Calciatore 18enne originario di Minturno accoltellato: il giudice ha deciso la misura restrittiva per i quattro minorenni autori dell’aggressione
Il giudice per le indagini preliminari del tribunale per i Minorenni di Napoli, Anita Polito, non ha convalidato il decreto di fermo, ma ha disposto per i quattro minorenni, autori dell’accoltellamento del 18enne originario di Minturno, Bruno Petrone, la custodia cautelare in carcere. A richiedere l’arresto sono stati il pubblico ministero Claudia De Luca e la procuratrice Patrizia Imperato, che hanno coordinato l’inchiesta dei carabinieri della Compagnia Napoli Centro.

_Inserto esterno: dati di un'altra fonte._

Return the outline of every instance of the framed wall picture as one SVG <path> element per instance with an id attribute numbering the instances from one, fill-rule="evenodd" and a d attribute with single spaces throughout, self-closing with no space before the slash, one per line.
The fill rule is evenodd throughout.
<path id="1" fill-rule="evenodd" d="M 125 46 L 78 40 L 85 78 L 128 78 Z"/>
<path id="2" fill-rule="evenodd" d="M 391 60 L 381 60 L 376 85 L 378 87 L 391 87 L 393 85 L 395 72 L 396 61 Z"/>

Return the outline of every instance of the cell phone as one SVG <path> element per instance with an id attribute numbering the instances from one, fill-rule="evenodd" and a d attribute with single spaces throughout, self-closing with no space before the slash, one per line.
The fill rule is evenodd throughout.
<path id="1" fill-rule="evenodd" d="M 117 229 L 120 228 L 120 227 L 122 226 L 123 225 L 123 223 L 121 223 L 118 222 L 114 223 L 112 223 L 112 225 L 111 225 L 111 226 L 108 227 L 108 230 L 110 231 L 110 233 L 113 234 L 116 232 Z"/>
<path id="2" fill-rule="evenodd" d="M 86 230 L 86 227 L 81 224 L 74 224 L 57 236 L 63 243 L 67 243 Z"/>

Il quindicenne individuato come autore materiale dell’accoltellamento e i tre amici diciassettenni hanno risposto alle domande del giudice, ammettendo, dopo averlo fatto con i Carabinieri, le proprie responsabilità. Secondo gli inquirenti, pur avendo avuto un atteggiamento di collaborazione, hanno ritenuto sussistere la gravità dei fatti.

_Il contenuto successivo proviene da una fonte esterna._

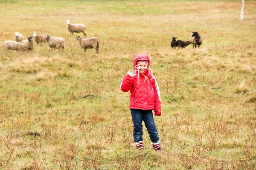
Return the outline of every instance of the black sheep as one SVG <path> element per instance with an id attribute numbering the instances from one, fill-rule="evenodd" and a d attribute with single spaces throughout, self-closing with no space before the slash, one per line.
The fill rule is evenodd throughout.
<path id="1" fill-rule="evenodd" d="M 176 42 L 175 46 L 178 47 L 179 48 L 180 47 L 181 47 L 182 48 L 186 48 L 186 47 L 190 44 L 190 43 L 191 43 L 190 41 L 187 41 L 186 42 L 181 40 L 178 40 Z"/>
<path id="2" fill-rule="evenodd" d="M 190 42 L 193 44 L 193 48 L 196 48 L 196 45 L 199 46 L 203 42 L 203 37 L 197 32 L 192 32 L 193 34 L 190 36 Z"/>
<path id="3" fill-rule="evenodd" d="M 178 38 L 178 37 L 172 37 L 172 41 L 171 42 L 171 46 L 172 47 L 172 48 L 173 47 L 175 48 L 176 46 L 176 38 Z"/>

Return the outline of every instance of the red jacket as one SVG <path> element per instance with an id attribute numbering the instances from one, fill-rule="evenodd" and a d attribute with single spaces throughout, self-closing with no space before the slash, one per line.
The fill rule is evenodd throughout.
<path id="1" fill-rule="evenodd" d="M 146 56 L 147 58 L 148 57 L 147 56 Z M 148 60 L 149 61 L 149 58 Z M 137 70 L 136 64 L 138 60 L 143 61 L 143 60 L 136 60 L 135 57 L 134 60 L 135 70 Z M 150 63 L 150 62 L 148 63 Z M 136 71 L 136 73 L 137 72 L 137 71 Z M 146 72 L 146 74 L 145 74 L 146 76 L 150 77 L 148 79 L 145 79 L 144 74 L 140 73 L 139 85 L 137 85 L 137 73 L 132 77 L 126 74 L 121 82 L 121 90 L 125 92 L 130 91 L 130 109 L 154 110 L 155 115 L 160 116 L 162 112 L 161 99 L 157 83 L 153 76 L 148 75 L 148 72 Z"/>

La dinamica dell’aggressione, avvenuta intorno alle due di notte di sabato 27 dicembre, in via Bisignano, a Napoli, è stata ricostruita grazie alle immagini delle telecamere di sicurezza presenti nella zona. Restano però ancora poco chiari i motivi che hanno innescato la violenta punizione. Anche durante l’udienza di convalida, il 15enne ha ribadito di essersi procurato un coltello a farfalla dopo essere venuto alle mani, il venerdì precedente, con il calciatore.
Secondo quanto riferito dalla vittima, la prima lite sarebbe esplosa per futili motivi. Uno sguardo di troppo. Versione un po’ differente con quanto dichiarato da uno dei diciassettenni indagati, il quale ha spiegato che, almeno fino alla settimana scorsa, non vi sarebbe stato alcun motivo di astio nei confronti di Petrone. Vittima e indagati vivono tutti nel quartiere San Carlo all’Arena e frequentano abitualmente le stesse zone della movida.
A tutti i i giovani è contestato il reato di tentato omicidio aggravato dalla premeditazione e dai motivi abietti e futili. Al quindicenne è stata inoltre mossa l’accusa di possesso di arma da taglio. Prima avrebbe brandito una chiave inglese, poi avrebbe colpito Petrone con la lama, successivamente fatta sparire in un tombino.
Il giovane calciatore ha spiegato di non avere “motivo di astio nei confronti di nessuno. Qualche giorno fa ero sullo scooter, quando si è avvicinato un ragazzo che mi ha detto “vuoi litigare?”, ma la cosa è finita lì”. Il baby accoltellatore, invece, ha spiegato agli inquirenti: “I miei amici sapevano che ero armato. Quando ho visto che Bruno barcollava ho detto che potevamo andarcene”. Dopo una notte in fuga, i ragazzi si sono costituiti.